Tooba Laeeq, MD1, Kyaw Min Tun, DO2, Amith Subhash, MD2 1University of Nevada, Las Vegas, Henderson, NV; 2Kirk Kerkorian School of Medicine at UNLV, Las Vegas, NV
Introduction: Pancreatic neuroendocrine tumors (pNENs) remain a rare entity representing 1-2% of all pancreatic neoplasms. Serotonin producing pNENs called carcinoid tumor of the pancreas (CTP) are even rarer. We present a case of metastatic CTP without classic carcinoid syndrome.
Case Description/Methods: A 58-year old male with no known past medical history presented with progressively worsening abdominal pain, distension for 3 weeks and 20 lb weight loss over 1 year. Physical exam revealed diffuse tenderness and fluid thrill on abdominal exam. Lab abnormalities included WBC 7000 cells/mm3, alkaline phosphatase 203 u/L, CRP 23.13 mg/L, ESR 73 mm/hr. CT of the abdomen revealed bibasilar pulmonary nodules, omental nodularity with mesenteric caking, and a hypodense nodule in the liver with marked ascites. CT lumbar spine showed numerous sclerotic bone lesions compatible with metastatic disease. Positron emission tomography scan was notable for nonspecific hypermetabolic activity within the posterior upper abdomen/peripancreatic region. CT-guided biopsy of pancreatic head mass showed well-differentiated carcinoid tumor on cytology and immunohistochemical staining. The patient’s hospital course was complicated by recurrent ascites requiring placement of a peritoneal drain and portal hypertension due to encasement of the portal vein by the pNEN. Due to the unresectable nature of the pancreatic head mass the patient was started on temozolomide and capecitabine with close outpatient follow-up with oncology.

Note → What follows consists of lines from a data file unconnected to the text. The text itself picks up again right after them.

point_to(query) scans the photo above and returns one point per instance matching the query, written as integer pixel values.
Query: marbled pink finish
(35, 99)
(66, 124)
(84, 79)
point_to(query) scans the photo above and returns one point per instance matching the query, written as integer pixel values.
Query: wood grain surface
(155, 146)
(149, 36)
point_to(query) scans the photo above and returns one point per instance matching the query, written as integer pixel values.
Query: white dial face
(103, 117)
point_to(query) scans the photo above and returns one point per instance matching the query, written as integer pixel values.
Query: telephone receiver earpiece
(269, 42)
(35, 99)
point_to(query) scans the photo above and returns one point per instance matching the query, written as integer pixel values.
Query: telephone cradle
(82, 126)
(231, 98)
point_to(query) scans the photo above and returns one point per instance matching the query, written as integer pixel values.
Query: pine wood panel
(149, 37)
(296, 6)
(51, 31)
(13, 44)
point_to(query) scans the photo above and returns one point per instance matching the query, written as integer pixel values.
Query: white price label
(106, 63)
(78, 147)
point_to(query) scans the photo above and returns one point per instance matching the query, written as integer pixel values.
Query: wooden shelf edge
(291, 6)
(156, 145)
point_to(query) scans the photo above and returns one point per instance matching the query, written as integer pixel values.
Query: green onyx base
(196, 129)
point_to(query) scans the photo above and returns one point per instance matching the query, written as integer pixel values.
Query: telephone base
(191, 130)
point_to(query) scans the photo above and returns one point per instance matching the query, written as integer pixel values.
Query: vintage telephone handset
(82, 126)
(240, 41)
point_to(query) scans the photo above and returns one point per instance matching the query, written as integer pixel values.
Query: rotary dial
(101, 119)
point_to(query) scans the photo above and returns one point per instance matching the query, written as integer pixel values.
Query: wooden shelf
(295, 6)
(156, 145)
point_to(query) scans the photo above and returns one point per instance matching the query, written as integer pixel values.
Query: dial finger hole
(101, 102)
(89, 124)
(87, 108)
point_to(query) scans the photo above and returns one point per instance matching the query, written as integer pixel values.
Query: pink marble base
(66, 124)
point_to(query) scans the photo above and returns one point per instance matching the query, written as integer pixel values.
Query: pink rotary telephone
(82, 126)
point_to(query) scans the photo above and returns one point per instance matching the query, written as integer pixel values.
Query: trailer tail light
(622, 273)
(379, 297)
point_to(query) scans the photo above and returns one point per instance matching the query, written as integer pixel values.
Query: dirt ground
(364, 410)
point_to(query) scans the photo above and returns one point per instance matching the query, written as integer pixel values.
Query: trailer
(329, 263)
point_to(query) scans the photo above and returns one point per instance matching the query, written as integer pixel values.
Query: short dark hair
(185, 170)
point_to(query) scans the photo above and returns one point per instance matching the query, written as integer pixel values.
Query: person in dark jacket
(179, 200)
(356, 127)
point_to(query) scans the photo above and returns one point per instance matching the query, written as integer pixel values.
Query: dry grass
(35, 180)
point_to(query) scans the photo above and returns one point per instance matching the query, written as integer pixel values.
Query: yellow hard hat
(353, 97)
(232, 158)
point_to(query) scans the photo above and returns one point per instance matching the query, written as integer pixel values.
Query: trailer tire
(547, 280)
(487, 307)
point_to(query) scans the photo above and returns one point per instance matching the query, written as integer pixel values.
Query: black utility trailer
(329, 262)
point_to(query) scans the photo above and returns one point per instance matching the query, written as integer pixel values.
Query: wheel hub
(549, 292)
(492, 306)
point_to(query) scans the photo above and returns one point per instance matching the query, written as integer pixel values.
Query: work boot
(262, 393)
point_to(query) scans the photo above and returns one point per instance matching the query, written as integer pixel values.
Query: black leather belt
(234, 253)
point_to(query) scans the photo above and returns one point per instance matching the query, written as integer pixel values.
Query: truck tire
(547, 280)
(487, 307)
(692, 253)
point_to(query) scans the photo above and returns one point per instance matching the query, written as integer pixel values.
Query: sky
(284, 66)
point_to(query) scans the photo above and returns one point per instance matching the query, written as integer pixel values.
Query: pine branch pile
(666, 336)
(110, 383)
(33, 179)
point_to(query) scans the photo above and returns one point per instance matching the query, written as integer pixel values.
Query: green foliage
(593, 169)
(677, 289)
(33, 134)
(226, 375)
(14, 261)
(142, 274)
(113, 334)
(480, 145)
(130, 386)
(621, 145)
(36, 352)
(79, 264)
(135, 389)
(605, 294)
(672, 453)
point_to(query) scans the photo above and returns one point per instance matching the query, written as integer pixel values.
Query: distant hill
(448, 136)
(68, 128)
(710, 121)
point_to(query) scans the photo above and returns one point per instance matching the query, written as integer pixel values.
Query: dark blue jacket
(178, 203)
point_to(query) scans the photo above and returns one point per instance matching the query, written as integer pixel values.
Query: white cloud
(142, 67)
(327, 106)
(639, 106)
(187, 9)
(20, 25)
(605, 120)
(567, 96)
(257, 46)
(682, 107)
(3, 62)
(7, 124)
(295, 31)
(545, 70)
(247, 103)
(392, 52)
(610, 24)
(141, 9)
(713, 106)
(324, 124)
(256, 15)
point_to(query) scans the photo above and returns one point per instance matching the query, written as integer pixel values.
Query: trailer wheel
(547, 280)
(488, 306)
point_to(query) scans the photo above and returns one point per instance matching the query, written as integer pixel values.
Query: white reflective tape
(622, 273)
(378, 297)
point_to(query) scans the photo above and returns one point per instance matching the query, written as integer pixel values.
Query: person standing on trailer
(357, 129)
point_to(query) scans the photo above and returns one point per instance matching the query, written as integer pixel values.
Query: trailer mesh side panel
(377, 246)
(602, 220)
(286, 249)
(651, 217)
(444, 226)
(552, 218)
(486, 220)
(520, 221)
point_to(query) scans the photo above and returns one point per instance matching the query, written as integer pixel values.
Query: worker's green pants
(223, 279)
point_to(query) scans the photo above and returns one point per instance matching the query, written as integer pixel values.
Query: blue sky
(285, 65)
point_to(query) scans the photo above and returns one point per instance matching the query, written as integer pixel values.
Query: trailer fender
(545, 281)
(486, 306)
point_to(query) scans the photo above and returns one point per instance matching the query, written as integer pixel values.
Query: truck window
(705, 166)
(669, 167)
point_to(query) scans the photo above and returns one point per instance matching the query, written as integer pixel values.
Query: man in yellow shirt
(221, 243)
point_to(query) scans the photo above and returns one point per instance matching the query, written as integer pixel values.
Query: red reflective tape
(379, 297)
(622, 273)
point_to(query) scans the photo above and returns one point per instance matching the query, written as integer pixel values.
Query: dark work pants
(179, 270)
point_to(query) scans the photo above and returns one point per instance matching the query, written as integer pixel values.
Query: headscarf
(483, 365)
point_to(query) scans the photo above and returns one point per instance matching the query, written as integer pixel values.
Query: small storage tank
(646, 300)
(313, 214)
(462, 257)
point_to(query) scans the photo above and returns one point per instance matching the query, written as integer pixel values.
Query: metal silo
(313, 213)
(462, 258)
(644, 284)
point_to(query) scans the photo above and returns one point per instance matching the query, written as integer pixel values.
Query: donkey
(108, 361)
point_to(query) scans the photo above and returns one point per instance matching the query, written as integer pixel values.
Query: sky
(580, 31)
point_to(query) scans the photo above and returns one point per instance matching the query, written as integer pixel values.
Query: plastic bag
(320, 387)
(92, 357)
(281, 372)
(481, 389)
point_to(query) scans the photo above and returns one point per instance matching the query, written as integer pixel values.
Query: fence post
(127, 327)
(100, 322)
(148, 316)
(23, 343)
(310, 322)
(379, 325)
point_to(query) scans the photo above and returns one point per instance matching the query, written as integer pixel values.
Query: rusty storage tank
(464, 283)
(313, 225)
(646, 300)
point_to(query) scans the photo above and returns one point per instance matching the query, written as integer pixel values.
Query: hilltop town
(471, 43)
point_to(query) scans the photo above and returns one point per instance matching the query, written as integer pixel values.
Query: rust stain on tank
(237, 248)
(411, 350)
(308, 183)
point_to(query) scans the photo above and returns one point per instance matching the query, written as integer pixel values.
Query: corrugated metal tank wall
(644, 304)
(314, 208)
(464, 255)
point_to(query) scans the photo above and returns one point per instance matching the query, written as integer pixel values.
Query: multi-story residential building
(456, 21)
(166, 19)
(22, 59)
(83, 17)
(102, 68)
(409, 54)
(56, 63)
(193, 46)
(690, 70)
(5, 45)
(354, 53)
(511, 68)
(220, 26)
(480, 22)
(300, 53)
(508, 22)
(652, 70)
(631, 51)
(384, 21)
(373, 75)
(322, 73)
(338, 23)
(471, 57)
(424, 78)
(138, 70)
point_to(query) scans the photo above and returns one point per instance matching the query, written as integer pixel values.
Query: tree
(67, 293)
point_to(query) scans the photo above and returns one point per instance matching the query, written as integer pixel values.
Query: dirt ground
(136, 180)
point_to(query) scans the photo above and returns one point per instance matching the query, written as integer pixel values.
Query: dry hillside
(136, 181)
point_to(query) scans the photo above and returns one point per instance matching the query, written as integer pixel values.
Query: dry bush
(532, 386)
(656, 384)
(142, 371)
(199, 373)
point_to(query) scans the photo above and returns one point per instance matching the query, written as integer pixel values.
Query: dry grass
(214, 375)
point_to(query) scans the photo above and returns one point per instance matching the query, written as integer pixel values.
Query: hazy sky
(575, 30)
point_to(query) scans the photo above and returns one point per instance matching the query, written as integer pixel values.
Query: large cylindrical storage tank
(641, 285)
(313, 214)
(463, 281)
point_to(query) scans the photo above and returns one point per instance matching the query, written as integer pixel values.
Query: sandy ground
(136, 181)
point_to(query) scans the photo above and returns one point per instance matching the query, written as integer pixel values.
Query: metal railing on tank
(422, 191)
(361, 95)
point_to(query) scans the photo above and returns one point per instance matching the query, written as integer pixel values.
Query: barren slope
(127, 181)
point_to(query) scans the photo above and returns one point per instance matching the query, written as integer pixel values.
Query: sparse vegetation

Discussion: CTP is not a true islet cell tumor, but rather it arises from a multipotential precursor. As compared to carcinoid tumors arising from other locations, CTPs have the lowest incidence rate, highest metastatic potential and worst prognosis. This is often due to the extensive spread by the time of presentation. High levels of serum serotonin and/or its metabolite 5-hydroxyindoleacetic acid in the urine help in the diagnosis of CTP. However, screening is not routinely recommended in pNENs which could potentially be contributing towards underestimation of CTP’s incidence. Positive immunochemical staining for chromogranin A and synaptophysin among others subsequently confirm the diagnosis. In the absence of symptoms along with sensitive and specific serological markers for CTP early diagnosis remains a challenge. CTPs have questionable response to chemotherapy with long term data for octreotide lacking. Surgical resection (depending on the extent of disease) remains the only curative therapy for CTP.
Figure: A. Sclerotic bone foci are seen on T12 thoracic spine (Lumbar spine not pictured). B. Several low-attenuations lesions in the liver. C. Bibasilar pulmonary nodules.
Disclosures:
Tooba Laeeq indicated no relevant financial relationships.
Kyaw Min Tun indicated no relevant financial relationships.
Amith Subhash indicated no relevant financial relationships.
Tooba Laeeq, MD1, Kyaw Min Tun, DO2, Amith Subhash, MD2. P1533 - A Rare Case of Carcinoid Tumor of the Pancreas (CTP), ACG 2023 Annual Scientific Meeting Abstracts. Vancouver, BC, Canada: American College of Gastroenterology.